McGregor could address Congress in rights campaign for fighters
(Reuters) - Mixed martial arts champion Conor McGregor could speak in the United States Congress to help with a campaign to extend the legal protections enjoyed by boxers to MMA fighters, according to Congressman Markwayne Mullin.
Mullin, a former fighter, is trying to get a bill passed which would extend the “Ali Act” - which protects the rights of boxers - to MMA.
He says McGregor, who lost a multi-million dollar boxing bout against Floyd Mayweather last month after switching fighting codes, may help him to do it.
“We have been told by his team that he (McGregor) was going to come to the (Capitol) Hill to talk about this,” Mullin, a Republican from Oklahoma, told Reuters in an interview.
Enacted in 2000, the Muhammad Ali Boxing Reform Act is intended to protect the rights of boxers and to help U.S. states to regulate the sport and maintain its integrity.
Among the safeguards offered to boxers by the Act are protection from “coercive contracts”, the establishment of an independent ranking system and the banning of promoters from having a “direct or indirect financial interest” in the management of fighters.

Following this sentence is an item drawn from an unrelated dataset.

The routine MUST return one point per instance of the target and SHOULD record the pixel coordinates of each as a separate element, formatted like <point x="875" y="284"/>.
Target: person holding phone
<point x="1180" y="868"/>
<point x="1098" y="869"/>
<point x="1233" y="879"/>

Mullin is pressing for another hearing on the Ali Extension Act in September or October, yet as both a de facto governing body and a promoter, the UFC, the most high-profile and lucrative MMA organization, is resisting the move.
UFC’s chief operating officer Lawrence Epstein told Reuters that the body was already “exceeding the requirements when it comes to health and safety and contracts”.